Aftershocks hamper rescue efforts in Italy quake

World Today

ITALY-QUAKEView of damages in a street of Pescara del Tronto, a central Italian village near Amatrice, on August 26, 2016, two day after a 6.2-magnitude earthquake struck the region killing some 267 people. / AFP PHOTO / MARIO LAPORTA

Hope is fading in Italy. With each passing hour signs are not good that more people will be pulled out alive. The death toll is climbing.

And, more than a thousand aftershocks have hindered rescue crews since the quake struck Wednesday. The biggest aftershock was in Amatrice, the town at the epicenter.

Kate Parkinson is there and explains how rescue efforts are progressing.
Follow Kate Parkinson on Twitter @katecctvnews

Rescue efforts in the tiny hilltop town of Amatrice are becoming increasingly complicated. More than 1,000 aftershocks have hit the area since Wednesday’s quake.

On Friday morning one with a magnitude of 4.7 damaged key routes into the town, making access by road almost impossible.

Valerio Checch with the Forestry Service Guard said, “This morning with the last quake the bridge seriously collapsed. The street at the top of the village is also temporarily closed so we are completely isolated. All the engineers and the civil protection workers and the army are now working to restore at least one route.”

Italy declared a state of emergency in the region as civil protection teams resorted to bringing supplies into the quake hit town on foot.

An estimated 2,500 people have been left homeless by the deadly quake. The town, just last year voted one of the most beautiful in Italy, now lies in ruins.

Residents have been returning to pick up possessions. Claudio told CCTV how he and his wife survived the quake but he came back today to collect a missing family member.

“I thought the dog was underneath the ruins.

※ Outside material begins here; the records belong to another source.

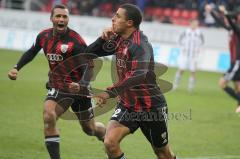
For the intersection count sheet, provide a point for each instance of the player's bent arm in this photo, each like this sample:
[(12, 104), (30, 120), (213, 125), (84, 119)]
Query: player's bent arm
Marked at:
[(26, 58), (235, 27), (98, 49), (12, 74)]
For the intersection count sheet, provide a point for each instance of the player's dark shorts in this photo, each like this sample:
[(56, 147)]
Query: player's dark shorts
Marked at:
[(233, 73), (81, 106), (153, 124)]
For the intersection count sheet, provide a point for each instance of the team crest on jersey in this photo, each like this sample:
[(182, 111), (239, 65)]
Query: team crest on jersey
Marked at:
[(64, 48)]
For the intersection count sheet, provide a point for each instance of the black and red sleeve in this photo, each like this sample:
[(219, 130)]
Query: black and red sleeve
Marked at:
[(29, 54), (137, 74)]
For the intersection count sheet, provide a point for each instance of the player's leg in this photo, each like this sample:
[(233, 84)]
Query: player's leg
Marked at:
[(182, 66), (82, 107), (237, 89), (120, 125), (92, 128), (164, 152), (177, 78), (50, 115), (231, 75), (155, 130), (52, 110), (114, 134), (192, 78)]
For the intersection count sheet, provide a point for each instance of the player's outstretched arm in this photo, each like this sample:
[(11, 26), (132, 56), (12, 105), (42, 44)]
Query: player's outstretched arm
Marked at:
[(12, 74)]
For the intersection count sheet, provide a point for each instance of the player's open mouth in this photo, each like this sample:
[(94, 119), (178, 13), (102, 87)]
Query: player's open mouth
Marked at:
[(61, 26)]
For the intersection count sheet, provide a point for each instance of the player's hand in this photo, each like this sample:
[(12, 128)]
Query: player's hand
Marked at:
[(222, 9), (12, 74), (74, 87), (107, 34), (101, 99)]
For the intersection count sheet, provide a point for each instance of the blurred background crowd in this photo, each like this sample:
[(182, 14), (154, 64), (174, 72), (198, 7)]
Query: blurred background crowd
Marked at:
[(177, 12)]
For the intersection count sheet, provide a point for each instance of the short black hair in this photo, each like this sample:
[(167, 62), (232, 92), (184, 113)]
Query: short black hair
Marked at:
[(61, 6), (133, 13)]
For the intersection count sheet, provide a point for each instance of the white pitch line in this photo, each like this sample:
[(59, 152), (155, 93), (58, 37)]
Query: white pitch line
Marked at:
[(213, 157)]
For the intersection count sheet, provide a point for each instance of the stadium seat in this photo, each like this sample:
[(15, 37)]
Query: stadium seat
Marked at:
[(106, 9), (176, 13), (167, 12)]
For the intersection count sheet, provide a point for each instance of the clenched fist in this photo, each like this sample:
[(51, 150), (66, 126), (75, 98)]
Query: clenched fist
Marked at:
[(12, 74)]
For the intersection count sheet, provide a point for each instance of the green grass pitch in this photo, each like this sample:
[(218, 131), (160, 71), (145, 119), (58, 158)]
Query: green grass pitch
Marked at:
[(210, 126)]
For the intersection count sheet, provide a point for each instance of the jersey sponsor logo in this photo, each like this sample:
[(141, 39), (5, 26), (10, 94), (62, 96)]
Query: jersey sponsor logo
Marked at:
[(54, 57), (64, 48), (121, 63)]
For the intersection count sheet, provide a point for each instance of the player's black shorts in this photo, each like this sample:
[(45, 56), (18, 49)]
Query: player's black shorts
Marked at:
[(153, 124), (233, 73), (81, 106)]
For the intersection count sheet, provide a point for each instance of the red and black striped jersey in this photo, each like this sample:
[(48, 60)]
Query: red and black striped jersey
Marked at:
[(136, 86), (232, 29), (233, 42), (63, 55)]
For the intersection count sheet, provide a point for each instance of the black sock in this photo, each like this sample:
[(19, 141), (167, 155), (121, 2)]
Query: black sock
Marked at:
[(52, 144), (232, 93)]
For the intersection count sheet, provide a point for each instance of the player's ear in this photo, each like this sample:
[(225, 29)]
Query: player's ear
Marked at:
[(130, 23), (51, 18)]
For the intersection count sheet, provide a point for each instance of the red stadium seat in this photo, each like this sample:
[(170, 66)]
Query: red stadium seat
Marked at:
[(193, 14), (149, 11), (106, 9), (158, 12), (167, 12), (176, 13), (185, 14)]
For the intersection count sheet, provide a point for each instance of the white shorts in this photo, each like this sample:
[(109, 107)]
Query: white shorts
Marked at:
[(187, 63)]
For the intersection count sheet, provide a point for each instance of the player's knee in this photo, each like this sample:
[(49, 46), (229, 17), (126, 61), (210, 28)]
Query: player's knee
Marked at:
[(222, 83), (110, 145), (163, 153), (49, 117), (87, 129)]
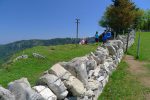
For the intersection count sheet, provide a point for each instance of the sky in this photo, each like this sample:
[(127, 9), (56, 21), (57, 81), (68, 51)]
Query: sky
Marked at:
[(46, 19)]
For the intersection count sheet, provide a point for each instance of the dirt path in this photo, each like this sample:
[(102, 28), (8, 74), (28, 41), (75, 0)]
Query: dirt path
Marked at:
[(139, 71), (137, 68)]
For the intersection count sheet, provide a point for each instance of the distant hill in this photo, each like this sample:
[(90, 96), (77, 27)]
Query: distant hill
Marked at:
[(7, 50)]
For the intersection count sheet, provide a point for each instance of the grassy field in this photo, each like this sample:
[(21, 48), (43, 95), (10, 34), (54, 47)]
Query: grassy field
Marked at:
[(32, 68), (122, 84), (144, 47)]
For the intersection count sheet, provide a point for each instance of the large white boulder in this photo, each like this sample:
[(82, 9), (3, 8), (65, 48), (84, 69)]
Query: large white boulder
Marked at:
[(23, 91), (55, 84), (45, 92), (74, 85), (6, 94), (78, 68)]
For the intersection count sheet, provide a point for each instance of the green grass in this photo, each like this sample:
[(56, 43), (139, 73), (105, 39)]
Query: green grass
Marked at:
[(144, 47), (123, 86), (32, 68)]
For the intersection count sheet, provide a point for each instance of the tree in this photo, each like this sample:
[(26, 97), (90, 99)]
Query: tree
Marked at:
[(120, 15)]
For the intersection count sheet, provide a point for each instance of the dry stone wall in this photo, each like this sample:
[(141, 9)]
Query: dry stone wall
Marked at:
[(82, 78)]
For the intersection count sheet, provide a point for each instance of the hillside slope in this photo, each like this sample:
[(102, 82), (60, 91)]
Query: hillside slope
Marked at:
[(32, 67), (8, 49)]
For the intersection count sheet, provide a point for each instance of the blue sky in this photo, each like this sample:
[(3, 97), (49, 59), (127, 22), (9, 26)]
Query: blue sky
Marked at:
[(46, 19)]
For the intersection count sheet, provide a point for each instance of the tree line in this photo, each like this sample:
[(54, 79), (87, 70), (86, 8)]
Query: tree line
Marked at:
[(123, 15)]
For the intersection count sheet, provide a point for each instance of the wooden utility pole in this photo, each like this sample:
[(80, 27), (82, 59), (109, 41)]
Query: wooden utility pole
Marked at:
[(127, 41), (77, 22), (138, 48)]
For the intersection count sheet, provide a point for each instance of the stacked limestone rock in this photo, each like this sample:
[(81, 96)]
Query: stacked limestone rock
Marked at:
[(82, 78)]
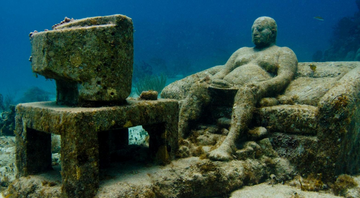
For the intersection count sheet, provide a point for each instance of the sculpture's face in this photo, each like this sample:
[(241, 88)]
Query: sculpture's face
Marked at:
[(262, 33)]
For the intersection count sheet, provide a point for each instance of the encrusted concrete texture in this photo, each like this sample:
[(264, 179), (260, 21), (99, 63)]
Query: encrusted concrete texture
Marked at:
[(314, 122), (91, 59), (189, 177), (80, 129)]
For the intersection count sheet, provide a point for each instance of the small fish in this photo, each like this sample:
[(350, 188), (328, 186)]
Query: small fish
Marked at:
[(312, 67), (319, 18)]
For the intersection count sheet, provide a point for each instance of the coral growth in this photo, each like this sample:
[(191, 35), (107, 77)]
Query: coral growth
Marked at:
[(35, 94)]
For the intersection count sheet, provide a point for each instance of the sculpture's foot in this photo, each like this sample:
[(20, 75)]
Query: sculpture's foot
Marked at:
[(221, 154)]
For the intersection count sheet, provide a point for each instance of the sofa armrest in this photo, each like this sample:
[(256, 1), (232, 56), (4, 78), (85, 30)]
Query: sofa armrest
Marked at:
[(341, 100)]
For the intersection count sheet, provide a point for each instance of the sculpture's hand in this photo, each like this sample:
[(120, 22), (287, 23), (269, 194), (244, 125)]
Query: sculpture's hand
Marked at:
[(258, 88)]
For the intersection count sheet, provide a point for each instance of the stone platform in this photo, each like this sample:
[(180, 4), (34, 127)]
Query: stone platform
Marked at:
[(88, 136)]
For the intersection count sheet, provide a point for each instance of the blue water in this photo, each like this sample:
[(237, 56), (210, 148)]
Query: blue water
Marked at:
[(201, 33)]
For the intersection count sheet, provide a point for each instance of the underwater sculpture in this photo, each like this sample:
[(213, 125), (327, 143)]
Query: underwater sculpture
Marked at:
[(264, 70), (91, 60)]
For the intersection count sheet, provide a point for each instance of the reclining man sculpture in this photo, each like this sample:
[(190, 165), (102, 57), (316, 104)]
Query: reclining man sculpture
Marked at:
[(261, 71)]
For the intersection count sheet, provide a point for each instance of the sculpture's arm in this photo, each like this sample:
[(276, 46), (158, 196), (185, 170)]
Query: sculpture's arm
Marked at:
[(287, 63)]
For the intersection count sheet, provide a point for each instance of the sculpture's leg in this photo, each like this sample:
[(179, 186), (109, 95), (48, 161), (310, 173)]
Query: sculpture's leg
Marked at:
[(192, 106), (244, 105)]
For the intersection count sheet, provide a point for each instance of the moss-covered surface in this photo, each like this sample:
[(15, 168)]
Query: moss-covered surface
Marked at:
[(80, 129), (314, 123), (92, 56)]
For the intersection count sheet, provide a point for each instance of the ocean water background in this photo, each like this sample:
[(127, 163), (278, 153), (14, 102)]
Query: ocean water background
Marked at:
[(199, 34)]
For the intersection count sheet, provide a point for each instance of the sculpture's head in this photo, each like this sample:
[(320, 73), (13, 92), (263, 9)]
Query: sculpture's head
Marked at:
[(264, 31)]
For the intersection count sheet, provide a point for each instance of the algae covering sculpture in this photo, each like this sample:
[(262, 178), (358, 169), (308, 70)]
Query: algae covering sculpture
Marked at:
[(91, 59), (254, 72)]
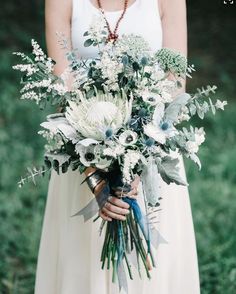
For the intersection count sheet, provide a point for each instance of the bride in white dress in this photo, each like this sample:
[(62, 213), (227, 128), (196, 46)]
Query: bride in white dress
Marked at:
[(69, 254)]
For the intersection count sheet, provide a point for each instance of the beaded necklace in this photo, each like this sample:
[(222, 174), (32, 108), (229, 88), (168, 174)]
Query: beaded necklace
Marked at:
[(113, 36)]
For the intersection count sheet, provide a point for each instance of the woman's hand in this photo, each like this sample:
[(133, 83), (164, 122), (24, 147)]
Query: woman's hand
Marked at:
[(116, 208)]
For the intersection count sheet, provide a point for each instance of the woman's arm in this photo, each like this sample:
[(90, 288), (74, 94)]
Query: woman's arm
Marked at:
[(174, 24), (58, 19)]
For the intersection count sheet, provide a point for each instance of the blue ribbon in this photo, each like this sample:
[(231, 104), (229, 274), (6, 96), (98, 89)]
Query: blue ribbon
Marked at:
[(140, 218)]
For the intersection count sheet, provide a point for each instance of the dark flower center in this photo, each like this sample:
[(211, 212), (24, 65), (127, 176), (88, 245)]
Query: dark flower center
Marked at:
[(149, 142), (129, 139), (109, 133), (89, 156), (151, 99), (142, 112), (164, 126)]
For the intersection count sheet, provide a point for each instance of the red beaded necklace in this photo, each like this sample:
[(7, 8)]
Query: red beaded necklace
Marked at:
[(113, 36)]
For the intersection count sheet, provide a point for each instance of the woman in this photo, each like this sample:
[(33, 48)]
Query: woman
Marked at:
[(70, 249)]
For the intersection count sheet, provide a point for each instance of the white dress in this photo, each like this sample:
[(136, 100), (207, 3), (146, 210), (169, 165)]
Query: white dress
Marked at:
[(69, 254)]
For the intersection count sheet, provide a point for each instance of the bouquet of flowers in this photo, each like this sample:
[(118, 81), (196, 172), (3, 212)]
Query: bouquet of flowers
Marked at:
[(123, 116)]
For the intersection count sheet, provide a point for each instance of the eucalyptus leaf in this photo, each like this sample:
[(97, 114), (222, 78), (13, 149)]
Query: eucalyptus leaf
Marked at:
[(88, 43)]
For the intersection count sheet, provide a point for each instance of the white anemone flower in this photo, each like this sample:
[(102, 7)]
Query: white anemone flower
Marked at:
[(91, 156), (151, 97), (159, 129), (128, 138), (99, 117)]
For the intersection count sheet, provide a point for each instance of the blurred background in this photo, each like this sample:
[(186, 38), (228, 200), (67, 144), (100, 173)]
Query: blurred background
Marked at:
[(212, 48)]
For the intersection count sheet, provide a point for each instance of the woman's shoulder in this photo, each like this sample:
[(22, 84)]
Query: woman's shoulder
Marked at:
[(59, 8)]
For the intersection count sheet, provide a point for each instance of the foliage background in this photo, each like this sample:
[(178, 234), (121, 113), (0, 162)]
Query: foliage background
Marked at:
[(212, 48)]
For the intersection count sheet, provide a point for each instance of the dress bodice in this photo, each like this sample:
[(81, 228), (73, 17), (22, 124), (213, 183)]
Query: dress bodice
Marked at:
[(141, 18)]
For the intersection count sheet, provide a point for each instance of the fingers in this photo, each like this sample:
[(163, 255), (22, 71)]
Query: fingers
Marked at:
[(104, 216), (113, 215), (133, 193), (135, 182), (118, 202), (115, 208)]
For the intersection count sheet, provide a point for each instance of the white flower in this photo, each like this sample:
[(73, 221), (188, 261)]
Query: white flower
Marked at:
[(150, 97), (220, 104), (57, 123), (91, 156), (30, 69), (192, 146), (166, 97), (114, 151), (99, 116), (184, 114), (87, 154), (131, 158), (128, 138), (199, 135)]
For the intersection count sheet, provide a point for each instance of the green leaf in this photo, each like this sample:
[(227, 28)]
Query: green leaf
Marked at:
[(88, 43)]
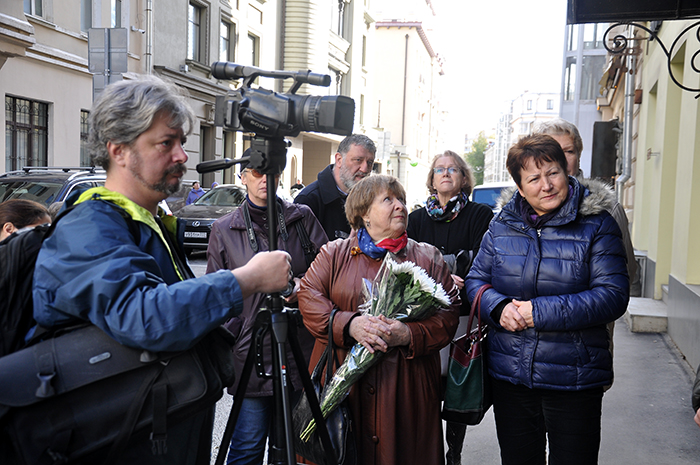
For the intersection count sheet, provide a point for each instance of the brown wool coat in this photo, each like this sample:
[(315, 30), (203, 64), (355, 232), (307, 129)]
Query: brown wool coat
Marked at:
[(396, 404)]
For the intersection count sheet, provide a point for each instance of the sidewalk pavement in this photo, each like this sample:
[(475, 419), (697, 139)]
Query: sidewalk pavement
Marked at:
[(647, 415)]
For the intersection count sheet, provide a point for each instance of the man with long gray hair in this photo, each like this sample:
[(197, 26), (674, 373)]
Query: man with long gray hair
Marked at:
[(136, 285)]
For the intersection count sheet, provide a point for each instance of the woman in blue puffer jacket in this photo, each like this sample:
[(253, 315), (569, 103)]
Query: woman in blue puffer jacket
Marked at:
[(557, 264)]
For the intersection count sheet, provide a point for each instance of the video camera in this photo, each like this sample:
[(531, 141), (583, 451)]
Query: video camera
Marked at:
[(272, 114)]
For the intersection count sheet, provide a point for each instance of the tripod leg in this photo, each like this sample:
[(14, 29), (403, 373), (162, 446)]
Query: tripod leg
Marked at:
[(310, 392), (240, 394), (284, 429)]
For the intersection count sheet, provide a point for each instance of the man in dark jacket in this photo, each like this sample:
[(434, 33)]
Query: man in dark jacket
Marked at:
[(326, 196), (132, 285)]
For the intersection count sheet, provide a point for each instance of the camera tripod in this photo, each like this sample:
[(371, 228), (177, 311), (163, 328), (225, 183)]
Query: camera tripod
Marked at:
[(268, 155)]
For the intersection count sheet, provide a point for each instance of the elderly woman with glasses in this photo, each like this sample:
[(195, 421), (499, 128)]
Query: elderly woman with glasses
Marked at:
[(455, 226), (235, 238), (557, 264), (396, 403)]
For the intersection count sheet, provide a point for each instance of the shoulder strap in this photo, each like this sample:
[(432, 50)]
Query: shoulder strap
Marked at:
[(249, 228), (251, 232), (310, 251)]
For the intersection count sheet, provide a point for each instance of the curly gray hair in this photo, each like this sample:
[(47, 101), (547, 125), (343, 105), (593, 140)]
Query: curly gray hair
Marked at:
[(126, 109)]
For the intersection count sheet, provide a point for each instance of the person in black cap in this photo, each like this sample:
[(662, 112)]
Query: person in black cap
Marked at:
[(235, 239)]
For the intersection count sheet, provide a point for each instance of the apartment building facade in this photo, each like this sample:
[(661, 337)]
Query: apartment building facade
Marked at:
[(46, 76)]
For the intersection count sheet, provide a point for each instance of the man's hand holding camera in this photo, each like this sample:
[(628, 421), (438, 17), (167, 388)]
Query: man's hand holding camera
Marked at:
[(266, 272)]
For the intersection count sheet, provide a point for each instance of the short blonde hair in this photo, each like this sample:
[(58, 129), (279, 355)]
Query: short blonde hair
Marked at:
[(363, 194)]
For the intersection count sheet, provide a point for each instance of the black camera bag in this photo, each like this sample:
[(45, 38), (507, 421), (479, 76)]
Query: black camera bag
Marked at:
[(79, 396)]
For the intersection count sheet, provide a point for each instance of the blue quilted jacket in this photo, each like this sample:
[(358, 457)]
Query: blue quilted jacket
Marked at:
[(574, 271)]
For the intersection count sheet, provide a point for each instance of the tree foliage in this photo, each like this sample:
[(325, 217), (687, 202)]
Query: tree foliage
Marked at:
[(475, 157)]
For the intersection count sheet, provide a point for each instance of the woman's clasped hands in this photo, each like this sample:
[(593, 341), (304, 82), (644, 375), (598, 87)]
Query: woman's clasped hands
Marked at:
[(379, 332), (517, 316)]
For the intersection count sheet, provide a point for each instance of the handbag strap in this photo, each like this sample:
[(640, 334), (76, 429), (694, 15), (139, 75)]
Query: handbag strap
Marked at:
[(476, 308), (331, 356)]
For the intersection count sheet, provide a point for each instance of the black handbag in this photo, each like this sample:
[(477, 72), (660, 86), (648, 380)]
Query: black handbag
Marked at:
[(468, 392), (80, 396), (338, 422)]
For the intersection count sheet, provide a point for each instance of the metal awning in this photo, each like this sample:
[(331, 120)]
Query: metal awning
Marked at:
[(610, 11)]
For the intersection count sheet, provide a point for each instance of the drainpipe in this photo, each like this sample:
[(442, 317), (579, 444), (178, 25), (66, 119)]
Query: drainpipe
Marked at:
[(149, 37), (405, 79), (627, 129)]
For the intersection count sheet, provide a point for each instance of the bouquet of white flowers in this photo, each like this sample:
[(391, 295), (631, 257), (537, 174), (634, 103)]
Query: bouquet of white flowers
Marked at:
[(400, 291)]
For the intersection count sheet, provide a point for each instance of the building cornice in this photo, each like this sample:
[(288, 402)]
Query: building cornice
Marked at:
[(16, 36), (410, 24)]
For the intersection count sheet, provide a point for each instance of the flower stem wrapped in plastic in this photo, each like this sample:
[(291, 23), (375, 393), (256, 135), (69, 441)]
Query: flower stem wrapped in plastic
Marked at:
[(400, 291)]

But this morning they called me, because he has the microchip and they told me ‘look, someone found your dog’.” Claudio said.

But his family salvaged none of their possessions.

For the evacuated residents, rebuilding their lives will not be easy. They will likely spend months, maybe even years in temporary accommodation and while the government has promised to rebuild the region it’s hard to imagine how the historic towns and villages flattened by Wednesday’s quake will ever be the same.